Examples are easy to find. Here, take a look:

I’m really not sure how a reaction of disgust to paedophilia indicates someone is “jaded.”

See? “Love, not sex,” the anonymous meme-maker says. Never mind that Terada gives Rika an engagement ring, the purpose of which is known to all. And never mind that the manga series ends with her going off to a secret rendezvous with him. The meme-maker is confused, because she doesn’t distinguish types of love, nor admit that affections can be disordered and take the wrong object. If Terada genuinely loved Rika, truly and properly, he’d keep his dirty hands off her.

If we make proper distinctions between different types of love according to their final causes, it becomes clear why some of the relationships in Cardcaptor Sakura are objectionable.
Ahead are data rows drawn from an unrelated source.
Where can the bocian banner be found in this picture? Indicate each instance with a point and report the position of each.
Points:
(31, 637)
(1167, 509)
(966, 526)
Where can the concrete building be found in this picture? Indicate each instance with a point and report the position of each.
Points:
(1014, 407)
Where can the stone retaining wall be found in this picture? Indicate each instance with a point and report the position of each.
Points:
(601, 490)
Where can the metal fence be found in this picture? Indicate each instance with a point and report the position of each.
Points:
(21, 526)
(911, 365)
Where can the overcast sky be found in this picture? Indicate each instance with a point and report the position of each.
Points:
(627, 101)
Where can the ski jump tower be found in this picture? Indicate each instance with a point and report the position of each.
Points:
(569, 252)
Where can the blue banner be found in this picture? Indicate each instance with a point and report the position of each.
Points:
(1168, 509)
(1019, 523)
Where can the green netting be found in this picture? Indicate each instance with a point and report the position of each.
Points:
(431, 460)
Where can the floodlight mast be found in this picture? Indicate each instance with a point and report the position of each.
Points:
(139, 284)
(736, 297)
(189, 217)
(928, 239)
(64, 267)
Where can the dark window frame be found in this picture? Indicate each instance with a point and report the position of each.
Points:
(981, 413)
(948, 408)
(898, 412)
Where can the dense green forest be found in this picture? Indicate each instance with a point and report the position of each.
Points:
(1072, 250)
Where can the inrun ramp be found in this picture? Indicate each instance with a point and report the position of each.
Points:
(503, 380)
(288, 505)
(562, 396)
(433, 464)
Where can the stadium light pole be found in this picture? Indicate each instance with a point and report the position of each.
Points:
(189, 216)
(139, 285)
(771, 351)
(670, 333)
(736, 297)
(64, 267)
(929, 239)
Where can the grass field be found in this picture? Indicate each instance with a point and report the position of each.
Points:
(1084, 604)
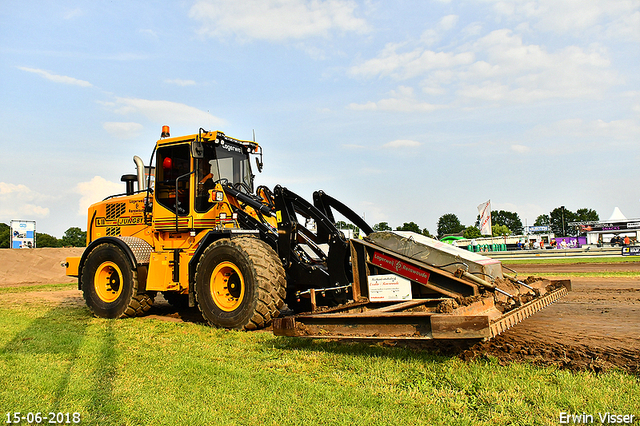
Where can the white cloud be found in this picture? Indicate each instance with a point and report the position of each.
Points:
(276, 20)
(520, 149)
(122, 130)
(73, 13)
(167, 112)
(406, 65)
(445, 23)
(179, 82)
(617, 19)
(498, 67)
(402, 143)
(97, 189)
(401, 100)
(57, 78)
(20, 202)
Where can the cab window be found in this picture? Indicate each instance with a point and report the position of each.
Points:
(173, 162)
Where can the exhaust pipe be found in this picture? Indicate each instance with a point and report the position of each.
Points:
(140, 172)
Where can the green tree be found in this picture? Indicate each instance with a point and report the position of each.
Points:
(5, 232)
(74, 237)
(472, 232)
(449, 224)
(509, 219)
(382, 226)
(426, 233)
(46, 240)
(410, 226)
(542, 220)
(500, 230)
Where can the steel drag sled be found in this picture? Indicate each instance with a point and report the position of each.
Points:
(408, 286)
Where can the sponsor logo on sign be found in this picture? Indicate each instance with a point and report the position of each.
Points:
(401, 268)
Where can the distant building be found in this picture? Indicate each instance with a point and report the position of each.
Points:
(602, 231)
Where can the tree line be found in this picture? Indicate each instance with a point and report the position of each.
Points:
(73, 237)
(504, 223)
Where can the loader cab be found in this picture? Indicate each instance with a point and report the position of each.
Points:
(187, 169)
(224, 162)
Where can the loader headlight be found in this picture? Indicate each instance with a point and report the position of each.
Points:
(216, 196)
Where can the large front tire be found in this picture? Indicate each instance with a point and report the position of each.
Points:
(239, 284)
(110, 285)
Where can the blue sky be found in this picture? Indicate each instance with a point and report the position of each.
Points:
(403, 110)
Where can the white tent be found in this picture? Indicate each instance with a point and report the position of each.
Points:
(617, 215)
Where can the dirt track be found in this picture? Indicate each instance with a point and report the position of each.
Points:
(596, 327)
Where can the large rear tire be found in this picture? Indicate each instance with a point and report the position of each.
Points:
(240, 284)
(110, 285)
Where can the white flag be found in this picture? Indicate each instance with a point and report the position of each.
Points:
(484, 210)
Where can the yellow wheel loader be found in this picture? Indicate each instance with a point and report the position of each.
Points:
(198, 231)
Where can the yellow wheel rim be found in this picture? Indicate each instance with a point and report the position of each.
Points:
(108, 282)
(227, 286)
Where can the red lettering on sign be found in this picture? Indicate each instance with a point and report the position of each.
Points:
(400, 268)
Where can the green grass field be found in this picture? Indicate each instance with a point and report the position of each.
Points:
(147, 371)
(573, 260)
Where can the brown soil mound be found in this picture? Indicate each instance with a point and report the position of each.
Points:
(35, 266)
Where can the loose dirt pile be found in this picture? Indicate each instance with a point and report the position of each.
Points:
(35, 266)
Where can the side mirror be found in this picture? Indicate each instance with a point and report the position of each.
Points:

Romantic love ultimately leads to sexual union because that’s its purpose, and that’s why it’s not appropriate between, for example, adults and children. That is not an objection to love per se; it is only an objection to disordered affections that have taken the wrong object.

This brings me around at last to a question I posed at the beginning: why exactly is Cardcaptor Sakura, a saccharine franchise with no cheesecake or sexual content, so insanely popular with the so-called lolicons? I think the answer is because the story takes place in a sort of paedophile fantasy world, an alternate universe where children are just miniature adults and where nobody ever breaches any sexual boundaries because there don’t appear to have ever been any in the first place.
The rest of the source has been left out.